Из всех перечисленных выше названий «Godendac» (годендак) – самое старое и дает почву для многочисленных размышлений, отчасти на тему того, почему это его стали называть «Доброе Утро» (дословный перевод), отчасти на тему того, а что это, в сущности, такое. Практически единственная претензия на славу, которую может предъявить это оружие, – это его использование в битве при Котрэ в 1302 г., когда городские жители нанесли ужасное и на редкость кровавое поражение французским рыцарям. По правде говоря, их, несмотря на доспехи, просто-напросто смяли – годендак оказался настолько тяжелым оружием, что с его помощью защитники города пробивали прочные железные пластины так же легко, как и кожаные доспехи. Очень эффективно, но и очень жестоко.

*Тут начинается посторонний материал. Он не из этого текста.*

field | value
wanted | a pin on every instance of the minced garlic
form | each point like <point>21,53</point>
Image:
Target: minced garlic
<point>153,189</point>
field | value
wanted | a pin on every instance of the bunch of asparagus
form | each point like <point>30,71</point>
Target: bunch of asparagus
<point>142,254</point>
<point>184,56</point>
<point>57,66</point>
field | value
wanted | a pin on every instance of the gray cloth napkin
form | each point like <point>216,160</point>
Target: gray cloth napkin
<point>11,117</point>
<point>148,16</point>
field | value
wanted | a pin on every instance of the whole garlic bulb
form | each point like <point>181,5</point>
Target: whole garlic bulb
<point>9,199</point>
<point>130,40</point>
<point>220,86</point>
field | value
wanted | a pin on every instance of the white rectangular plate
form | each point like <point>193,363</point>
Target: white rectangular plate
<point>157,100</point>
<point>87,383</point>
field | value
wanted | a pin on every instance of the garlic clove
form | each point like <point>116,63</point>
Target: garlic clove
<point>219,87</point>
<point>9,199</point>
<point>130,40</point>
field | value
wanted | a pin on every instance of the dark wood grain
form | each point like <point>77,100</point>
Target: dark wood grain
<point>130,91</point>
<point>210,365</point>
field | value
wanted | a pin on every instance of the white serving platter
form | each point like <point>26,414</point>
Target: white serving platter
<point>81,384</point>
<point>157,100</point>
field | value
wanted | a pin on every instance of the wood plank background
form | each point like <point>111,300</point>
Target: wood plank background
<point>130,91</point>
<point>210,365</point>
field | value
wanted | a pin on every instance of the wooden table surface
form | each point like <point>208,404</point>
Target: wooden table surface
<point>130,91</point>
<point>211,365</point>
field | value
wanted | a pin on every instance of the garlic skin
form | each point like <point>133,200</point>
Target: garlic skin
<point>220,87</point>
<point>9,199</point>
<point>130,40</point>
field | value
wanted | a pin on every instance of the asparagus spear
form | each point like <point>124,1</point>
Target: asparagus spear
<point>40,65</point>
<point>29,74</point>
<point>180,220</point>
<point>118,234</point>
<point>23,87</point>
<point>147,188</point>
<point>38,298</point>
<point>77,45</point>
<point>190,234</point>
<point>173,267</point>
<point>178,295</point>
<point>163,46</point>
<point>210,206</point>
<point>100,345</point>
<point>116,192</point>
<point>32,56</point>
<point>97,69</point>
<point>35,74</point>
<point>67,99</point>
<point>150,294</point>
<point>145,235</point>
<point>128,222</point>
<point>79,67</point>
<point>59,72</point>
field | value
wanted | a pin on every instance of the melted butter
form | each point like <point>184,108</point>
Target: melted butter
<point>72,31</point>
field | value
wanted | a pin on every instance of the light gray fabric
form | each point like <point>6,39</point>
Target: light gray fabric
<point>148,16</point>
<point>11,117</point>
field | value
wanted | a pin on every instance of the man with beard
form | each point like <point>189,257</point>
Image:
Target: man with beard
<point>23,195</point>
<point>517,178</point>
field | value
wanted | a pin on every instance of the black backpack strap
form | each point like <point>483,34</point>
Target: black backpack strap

Одно время считалось, что тайна, окружавшая точную форму этого изделия, наконец полностью рассеяна. На огромном сундуке XIV в., находившемся в Новом колледже Оксфорда, вырезаны были батальные сцены, в которых опознали изображения эпизодов битвы при Котрэ. На всех этих рисунках основным оружием, которым пользовались фламандцы, была огромная дубина 5 футов длиной, на головке усиленная железными полосами и дополненная длинным шипом. Если немного напрячь воображение, то получится, что она в некоторой степени отвечает описанию Гвиара: огромные палки или дубины, «спереди окованные железом». Однако это описание с тем же успехом подходит и к ранней форме алебарды, оружия, которое шведы в первый раз использовали при Моргартене тринадцатью годами раньше и приблизительно с тем же эффектом против австрийских рыцарей, который годенак оказал на французских. Из большинства рассказов о битве при Котрэ совершенно ясно, что годендак был рубящим оружием, как боевой топор, но в то же время обладал выдающимся вперед острием, похожим на наконечник пики; в этом отношении оружие, вырезанное на сундуке из Нового колледжа, никак не подходит под описание. Годендак не был чем-то вроде секретного оружия, которым фламандцы нанесли поражение французам; это произошло исключительно благодаря идиотской галантности французских рыцарей и полному отсутствию тактической смекалки у их командира, Робера д'Артуа.

Аналогичное поражение англичанам нанесли шотландцы при Баннокбурне двенадцатью годами позже; а через год после этого произошло сражение при Моргартене. Затем, в 1346 г., французская кавалерия превратилась в прах на холмах Потье, при Креси; она практически повторила то, что было уже сделано в 1302 г., – сражалась с предельной галантностью и глупостью против дисциплинированной пехоты, занявшей очень сильную позицию; на этот раз их не изрубили в куски, как это сделали фламандцы со своими годендаками; англичане просто засыпали их стрелами. Эффект, однако, был тот же самый. Времена, когда противники относились друг к другу с рыцарственным уважением, вскоре должны были миновать. Если раньше сражения велись по правилам, отчасти напоминавшим турнирные, то со временем они начинали приобретать тот облик, который мы знаем сейчас, – безжалостной борьбы, в которой побеждает тот, кто не слишком считается с правилами. Приверженцев рыцарского идеала никак нельзя было назвать гибкими политиками – это противоречило самой сущности их воззрений. Они превращали бой в красочное и галантное зрелище, но, когда на поле боя вступала пехота, сражение заканчивалось поражением. Котрэ и Баннокбурн, Моргартен и Креси, как и сражения меньшего масштаба, продемонстрировали одно и то же: превосходство на поле боя, которое так долго принадлежало закованным в доспехи всадникам, постепенно переходило к пехоте. Впереди у них было еще два блистательных столетия и даже больше, но непревзойденными лидерами они не были уже никогда.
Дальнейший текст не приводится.